Une vague d'adrénaline inonde votre circulation sanguine pour préparer vos muscles à l'action, tandis que le cortisol s'active pour mobiliser vos réserves d'énergie. C'est cette tempête chimique qui provoque les tremblements, la sensation d'oppression thoracique et cette urgence physique si difficile à ignorer.
Pourquoi ça arrive
D'un point de vue évolutif, ce système a été conçu pour nous sauver des prédateurs. Il est extrêmement efficace : il mobilise tout votre organisme en quelques secondes pour vous permettre de fuir ou de combattre.

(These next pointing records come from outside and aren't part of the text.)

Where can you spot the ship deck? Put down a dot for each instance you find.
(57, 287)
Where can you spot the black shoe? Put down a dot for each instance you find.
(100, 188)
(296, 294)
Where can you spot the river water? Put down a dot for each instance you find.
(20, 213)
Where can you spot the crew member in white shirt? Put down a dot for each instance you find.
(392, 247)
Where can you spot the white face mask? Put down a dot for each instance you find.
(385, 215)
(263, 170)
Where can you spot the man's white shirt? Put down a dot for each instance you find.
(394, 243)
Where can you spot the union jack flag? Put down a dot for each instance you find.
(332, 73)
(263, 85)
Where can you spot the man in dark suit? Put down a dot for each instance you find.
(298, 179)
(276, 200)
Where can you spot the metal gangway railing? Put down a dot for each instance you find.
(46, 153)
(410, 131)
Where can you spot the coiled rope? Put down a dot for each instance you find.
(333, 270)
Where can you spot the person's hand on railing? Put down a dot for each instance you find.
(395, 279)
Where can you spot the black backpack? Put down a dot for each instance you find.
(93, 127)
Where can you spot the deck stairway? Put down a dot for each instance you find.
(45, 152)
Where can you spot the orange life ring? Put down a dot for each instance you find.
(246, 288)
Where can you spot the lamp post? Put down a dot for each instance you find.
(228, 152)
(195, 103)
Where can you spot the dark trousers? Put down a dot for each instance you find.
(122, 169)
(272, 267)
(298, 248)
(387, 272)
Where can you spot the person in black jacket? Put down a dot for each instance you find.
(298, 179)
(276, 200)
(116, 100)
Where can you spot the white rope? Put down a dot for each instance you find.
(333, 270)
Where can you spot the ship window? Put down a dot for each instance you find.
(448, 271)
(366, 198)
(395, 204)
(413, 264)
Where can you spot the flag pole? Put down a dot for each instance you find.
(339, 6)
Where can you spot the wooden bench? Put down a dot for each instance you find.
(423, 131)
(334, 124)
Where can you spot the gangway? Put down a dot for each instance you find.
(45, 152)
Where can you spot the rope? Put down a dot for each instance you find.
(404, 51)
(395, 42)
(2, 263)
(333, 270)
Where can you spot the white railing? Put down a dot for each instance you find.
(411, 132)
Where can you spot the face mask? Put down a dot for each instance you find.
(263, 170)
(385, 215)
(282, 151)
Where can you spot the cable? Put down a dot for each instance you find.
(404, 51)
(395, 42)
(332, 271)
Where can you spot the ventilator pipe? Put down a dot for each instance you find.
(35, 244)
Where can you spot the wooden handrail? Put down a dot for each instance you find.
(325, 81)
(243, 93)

Le problème contemporain réside dans la confusion du cerveau : il ne fait pas toujours la distinction entre un danger physique réel et une émotion intense, une surcharge cognitive ou une anxiété psychologique. Votre corps réagit à une menace qu'il croit vitale.
Ce qu'on peut faire
Plutôt que de lutter contre la sensation — ce qui renforce souvent le signal d'alerte — essayez d'observer les symptômes comme des phénomènes purement physiologiques. Nommer la cascade (« C'est mon adrénaline qui circule ») permet parfois de créer une distance nécessaire.
Utilisez des ancres sensorielles pour signaler à votre système nerveux que vous êtes en sécurité ici et maintenant : une respiration abdominale lente, le contact avec un objet solide ou l'observation de détails précis dans votre environnement immédiat.